The euphoria of reaching the summit lasted all too briefly. The weather Gods seemed displeased by our incursion into their upper realms and the 360 degree vistas we had just been awarded with were snatched away from us in a suffocating white-out that enveloped the summit cone.
Rigzin and Nannang looking unnerved for the first time seemed eager to get moving and start the descent. Under their command we left as quickly as we had arrived making for the exposed ridge to lead us back down.
We were not the only ones on the mountain though, as we were headed down others were still heading up! A meeting was inevitable.
Unfortunately many parties on the mountain under local Indian leadership had no right to be there at all. I’m all for the wilderness being open to everyone but you have to know your limits and skills, many people on that mountain clearly did not know either.
Dangerously we passed rim-rocked or crag-fest individuals and groups roped together by a safety rope no better than my mum’s washing line! Hold-ups became inevitable. After waiting it out several times perched on the ridge at high altitude tempers began to fray. Heated exchanges occurred as we tried to descend to safety.
Eventually after many hold-ups and several arguments we made it to the col where we had roped up previously on our ascent. Happy to have made it at last past the trickiest section of the descent the group now split into different factions depending on fitness, energy levels and willingness to push on.
The snow was melting as the sun’s heat penetrated the glacial cirque and all that had seemed other worldly on the ascent were now just rocks and mud. The glacier that had felt so formidable in the eery hours of darkness now looked somewhat tame and uninspiring. Still acutely aware however that many more accidents and injuries happen on the descent than the ascent I had to keep ever focused although terribly tired and fatigued.
After many hours of slogging over moraine and scree our ragtag group all made it back down to base camp.
We were not greeted by any banging of pots or rousing applause as I had two years earlier after summiting Kilimanjaro instead just a muted inquisitiveness from those waiting to summit the next day, eager to garner what information they could from any returnees.
I hit the sleeping mat in my tent and passed out into a deep slumber not rousing until around 4pm that afternoon. The journey was nearly over. A celebratory cake tonight and possibly a beer tomorrow would be the equivalent of a podium finish for us. We would then break camp and head down to Stok Village to be picked up in the Jeeps and driven back to civilisation.
It had been an epic trip and Stok Kangri had been a formidable foe but as I sped off down the dusty track in the Jeep the following day my mind was already dreaming of my next mountain in some far off exotic land and what exciting adventures could still lay ahead.

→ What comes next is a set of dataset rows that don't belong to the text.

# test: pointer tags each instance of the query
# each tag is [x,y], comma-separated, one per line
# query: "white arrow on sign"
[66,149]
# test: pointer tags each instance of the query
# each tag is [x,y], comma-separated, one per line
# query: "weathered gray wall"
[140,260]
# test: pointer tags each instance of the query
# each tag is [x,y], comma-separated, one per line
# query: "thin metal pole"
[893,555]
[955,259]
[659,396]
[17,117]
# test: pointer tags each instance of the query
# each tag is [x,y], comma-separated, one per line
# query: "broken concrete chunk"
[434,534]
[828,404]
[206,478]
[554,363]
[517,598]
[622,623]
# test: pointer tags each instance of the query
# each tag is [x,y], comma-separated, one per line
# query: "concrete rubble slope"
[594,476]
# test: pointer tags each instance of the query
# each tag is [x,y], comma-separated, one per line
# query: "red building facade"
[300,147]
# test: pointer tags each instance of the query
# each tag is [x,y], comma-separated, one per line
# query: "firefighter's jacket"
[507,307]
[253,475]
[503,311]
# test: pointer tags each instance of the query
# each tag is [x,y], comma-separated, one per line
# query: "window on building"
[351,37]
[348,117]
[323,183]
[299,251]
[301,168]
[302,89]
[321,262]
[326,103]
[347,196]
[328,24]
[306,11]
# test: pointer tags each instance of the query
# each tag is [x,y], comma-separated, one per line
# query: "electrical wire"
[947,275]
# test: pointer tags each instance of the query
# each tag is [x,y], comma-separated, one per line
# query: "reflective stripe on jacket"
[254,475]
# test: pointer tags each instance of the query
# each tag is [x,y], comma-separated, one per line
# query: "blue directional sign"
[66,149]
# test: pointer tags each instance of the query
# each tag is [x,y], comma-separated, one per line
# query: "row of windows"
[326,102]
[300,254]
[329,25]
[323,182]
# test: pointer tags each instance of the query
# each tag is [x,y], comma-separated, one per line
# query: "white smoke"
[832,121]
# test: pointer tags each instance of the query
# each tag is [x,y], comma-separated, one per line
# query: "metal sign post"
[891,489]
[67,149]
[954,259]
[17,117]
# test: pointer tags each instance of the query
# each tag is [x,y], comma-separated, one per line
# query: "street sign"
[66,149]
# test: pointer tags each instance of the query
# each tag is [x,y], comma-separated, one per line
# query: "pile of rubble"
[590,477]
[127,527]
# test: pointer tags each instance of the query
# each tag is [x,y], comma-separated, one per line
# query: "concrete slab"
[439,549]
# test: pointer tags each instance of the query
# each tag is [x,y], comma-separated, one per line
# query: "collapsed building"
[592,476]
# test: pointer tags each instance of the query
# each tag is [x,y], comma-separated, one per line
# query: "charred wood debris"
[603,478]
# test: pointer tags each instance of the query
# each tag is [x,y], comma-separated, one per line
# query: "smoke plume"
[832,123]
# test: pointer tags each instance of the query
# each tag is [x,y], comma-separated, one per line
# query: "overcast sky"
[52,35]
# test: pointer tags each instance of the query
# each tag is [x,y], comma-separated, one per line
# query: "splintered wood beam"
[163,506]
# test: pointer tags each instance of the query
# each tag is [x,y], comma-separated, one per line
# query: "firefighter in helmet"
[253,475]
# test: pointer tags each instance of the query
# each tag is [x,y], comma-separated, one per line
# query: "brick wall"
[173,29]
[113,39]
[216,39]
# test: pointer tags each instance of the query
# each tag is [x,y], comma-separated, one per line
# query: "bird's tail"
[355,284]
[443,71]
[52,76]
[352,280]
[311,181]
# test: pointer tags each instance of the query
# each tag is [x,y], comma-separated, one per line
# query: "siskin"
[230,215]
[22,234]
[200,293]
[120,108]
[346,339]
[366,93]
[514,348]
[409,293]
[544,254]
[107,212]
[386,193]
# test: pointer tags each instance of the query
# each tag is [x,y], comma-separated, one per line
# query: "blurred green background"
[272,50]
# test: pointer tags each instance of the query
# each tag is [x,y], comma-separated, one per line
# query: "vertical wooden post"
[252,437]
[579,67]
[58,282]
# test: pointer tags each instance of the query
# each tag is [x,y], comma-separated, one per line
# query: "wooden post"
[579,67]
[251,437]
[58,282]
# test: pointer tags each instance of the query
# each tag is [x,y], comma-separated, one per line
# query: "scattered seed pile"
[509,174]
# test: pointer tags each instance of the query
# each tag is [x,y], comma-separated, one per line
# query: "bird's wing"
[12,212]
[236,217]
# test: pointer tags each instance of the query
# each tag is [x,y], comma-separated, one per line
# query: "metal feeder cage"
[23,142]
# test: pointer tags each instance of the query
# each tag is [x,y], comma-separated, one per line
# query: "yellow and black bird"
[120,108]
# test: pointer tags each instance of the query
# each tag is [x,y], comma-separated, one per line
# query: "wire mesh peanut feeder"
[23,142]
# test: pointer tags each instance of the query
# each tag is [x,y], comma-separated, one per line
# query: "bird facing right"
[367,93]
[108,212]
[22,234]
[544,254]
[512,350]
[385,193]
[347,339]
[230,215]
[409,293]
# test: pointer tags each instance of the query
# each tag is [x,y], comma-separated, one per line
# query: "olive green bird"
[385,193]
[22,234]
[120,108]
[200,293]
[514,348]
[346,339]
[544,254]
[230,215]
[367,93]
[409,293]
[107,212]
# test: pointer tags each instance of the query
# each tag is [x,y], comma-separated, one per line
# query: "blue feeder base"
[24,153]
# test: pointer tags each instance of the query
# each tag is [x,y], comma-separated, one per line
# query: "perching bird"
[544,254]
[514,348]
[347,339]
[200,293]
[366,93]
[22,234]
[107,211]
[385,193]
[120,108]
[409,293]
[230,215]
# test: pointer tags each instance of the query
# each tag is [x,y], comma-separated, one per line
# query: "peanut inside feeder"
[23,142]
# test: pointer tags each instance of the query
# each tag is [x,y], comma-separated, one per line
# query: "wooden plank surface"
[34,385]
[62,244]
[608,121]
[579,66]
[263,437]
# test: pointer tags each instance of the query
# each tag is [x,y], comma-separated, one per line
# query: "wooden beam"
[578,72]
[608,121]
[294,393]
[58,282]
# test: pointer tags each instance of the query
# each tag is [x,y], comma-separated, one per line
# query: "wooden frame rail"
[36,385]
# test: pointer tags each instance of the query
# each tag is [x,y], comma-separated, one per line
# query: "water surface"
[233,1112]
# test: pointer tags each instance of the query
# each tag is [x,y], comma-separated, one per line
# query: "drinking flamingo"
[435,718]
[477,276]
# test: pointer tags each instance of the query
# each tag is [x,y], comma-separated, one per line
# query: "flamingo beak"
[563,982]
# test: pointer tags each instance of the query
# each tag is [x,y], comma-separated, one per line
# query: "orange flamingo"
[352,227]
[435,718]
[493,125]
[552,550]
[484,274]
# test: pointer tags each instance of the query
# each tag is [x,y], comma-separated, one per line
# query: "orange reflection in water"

“Man discovers himself when he measures himself against an obstacle.”- Antoine de St. Exupery
The tent shook and the Sherpas woke me from a fitful slumber. It was time to go! Mr James, Mr James wake up! We go, we go!
The inside of the tent was covered in a thin film of frost and I could hear the light pitter patter of water drops cascading off the canvas, it was raining! That meant only one thing, further up the mountain it was snowing!
I was already fully clothed wrapped in my base layers while I’d been snoozing in my sleeping bag. I now put on my outer layers and checked my rucksack once again which I’d pre packed the night before. Nick my tent companion was going about his business in the same manner, we did not speak as we were both focused on getting kitted up. I tentatively started to unzip the tent to reveal a cold dark and wet night outside.